ーーそう思い出した時、俺の目の前に大きな月が現れ、俺は天の川の上に立っていた。
「……ここは?」
「だからぁ、お前の夢の中だって言ってるじゃん」
少し高めの男の声。俺は声の方へと振り向いた。そこには人の形をした影が立っていた。影にも虚空のようにも見える。
「やっほー」影は片手をあげる。「ちゃんと話すのはこれが初めてだな」
「お前は?」
「誰だと思う?」
表情は見えないのに、声色でニヤついているのが分かる。
「そんな姿で分かるわけないだろ」
「まじ? 酷いなー。せっかくお前に協力してやるって言ってるのに」
「協力……? もしかしてお前、あの妖精か?」
「お、正解! もっと惚けた野郎かと思ってたけど、少しは頭が回りそうで良かったぜ」
随分と失礼なやつだ。俺が思っていた妖精のイメージとは大分かけ離れているようだ。
「まぁそう怒るなって! 人間は短気でいけねーや。ま、エアよりはマシだけど」
「エアに伝えとくよ」
「ちょ、それは勘弁して。まじで。本当に消し炭にされかねないから」
「どうしようかな……」
「まじで!! さっきのドワーフに対する態度見たろ? エア怒らせるとマジやばいんだって!」
影が慌てふためいて腕をばたつかせていると、暗闇の中から目が痛くなるような光が注した。それは眩く暖かかった。
「やべ、朝だ。とにかくエアには何も言うなよ!!」
「お、おい。結局何の用だったんだーー」
影はあっという間に消え、夜空から星が去り、地平の向こうからは眩い太陽が顔をのぞかせる。このままでは太陽の熱で焼き消えそうだ。

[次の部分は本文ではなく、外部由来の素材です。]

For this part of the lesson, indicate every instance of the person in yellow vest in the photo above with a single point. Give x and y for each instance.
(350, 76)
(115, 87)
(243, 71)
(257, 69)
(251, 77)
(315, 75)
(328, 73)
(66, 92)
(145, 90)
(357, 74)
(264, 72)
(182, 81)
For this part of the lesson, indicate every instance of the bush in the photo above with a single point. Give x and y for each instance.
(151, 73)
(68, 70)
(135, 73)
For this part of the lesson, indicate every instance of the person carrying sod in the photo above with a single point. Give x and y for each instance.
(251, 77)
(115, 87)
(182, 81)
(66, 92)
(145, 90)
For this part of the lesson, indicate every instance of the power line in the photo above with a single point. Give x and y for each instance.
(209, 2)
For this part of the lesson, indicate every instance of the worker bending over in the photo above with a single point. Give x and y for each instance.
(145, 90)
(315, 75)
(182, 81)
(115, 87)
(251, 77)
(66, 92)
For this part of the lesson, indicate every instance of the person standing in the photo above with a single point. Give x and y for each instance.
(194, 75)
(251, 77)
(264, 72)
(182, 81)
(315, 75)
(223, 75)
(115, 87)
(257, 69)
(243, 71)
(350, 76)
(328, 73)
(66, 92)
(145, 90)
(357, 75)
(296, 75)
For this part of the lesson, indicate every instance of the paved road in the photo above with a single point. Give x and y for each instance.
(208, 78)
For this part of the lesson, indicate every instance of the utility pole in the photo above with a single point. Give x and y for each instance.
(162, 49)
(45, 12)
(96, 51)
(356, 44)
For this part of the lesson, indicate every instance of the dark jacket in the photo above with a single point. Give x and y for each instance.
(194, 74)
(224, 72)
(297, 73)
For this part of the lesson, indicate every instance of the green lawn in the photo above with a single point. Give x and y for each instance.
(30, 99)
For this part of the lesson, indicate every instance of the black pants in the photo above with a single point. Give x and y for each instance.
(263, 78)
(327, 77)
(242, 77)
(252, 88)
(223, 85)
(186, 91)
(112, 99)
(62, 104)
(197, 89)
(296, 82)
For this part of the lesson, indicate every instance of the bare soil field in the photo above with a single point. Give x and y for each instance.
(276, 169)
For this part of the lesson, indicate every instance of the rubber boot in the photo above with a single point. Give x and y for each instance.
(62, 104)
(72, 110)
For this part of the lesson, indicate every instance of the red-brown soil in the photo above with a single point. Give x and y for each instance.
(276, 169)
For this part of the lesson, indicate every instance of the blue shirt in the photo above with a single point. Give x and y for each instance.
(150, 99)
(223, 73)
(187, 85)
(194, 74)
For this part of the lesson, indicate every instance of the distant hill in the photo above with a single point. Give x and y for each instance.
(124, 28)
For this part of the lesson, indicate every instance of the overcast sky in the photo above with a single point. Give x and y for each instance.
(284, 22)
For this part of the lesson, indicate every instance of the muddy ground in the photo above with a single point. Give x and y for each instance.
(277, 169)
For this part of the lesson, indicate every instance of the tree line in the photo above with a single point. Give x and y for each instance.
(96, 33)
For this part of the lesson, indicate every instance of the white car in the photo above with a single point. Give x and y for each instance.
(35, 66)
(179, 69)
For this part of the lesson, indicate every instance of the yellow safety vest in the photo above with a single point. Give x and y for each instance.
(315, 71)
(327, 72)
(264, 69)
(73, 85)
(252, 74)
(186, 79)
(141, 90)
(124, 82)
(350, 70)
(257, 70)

あまりの眩しさに、俺が腕で顔を覆ったその時、今まで閉じていた瞼が開いた。窓から差し込む朝日が、ベッドの上で横たわる俺の顔に落ちていた。ゆっくりと上体を起こす。部屋の中は昨日寝た時のまま。テーブルの上に妖精の入ったランタンがおいてあったが、相変わらず妖精の姿ははっきりとは見えなかった。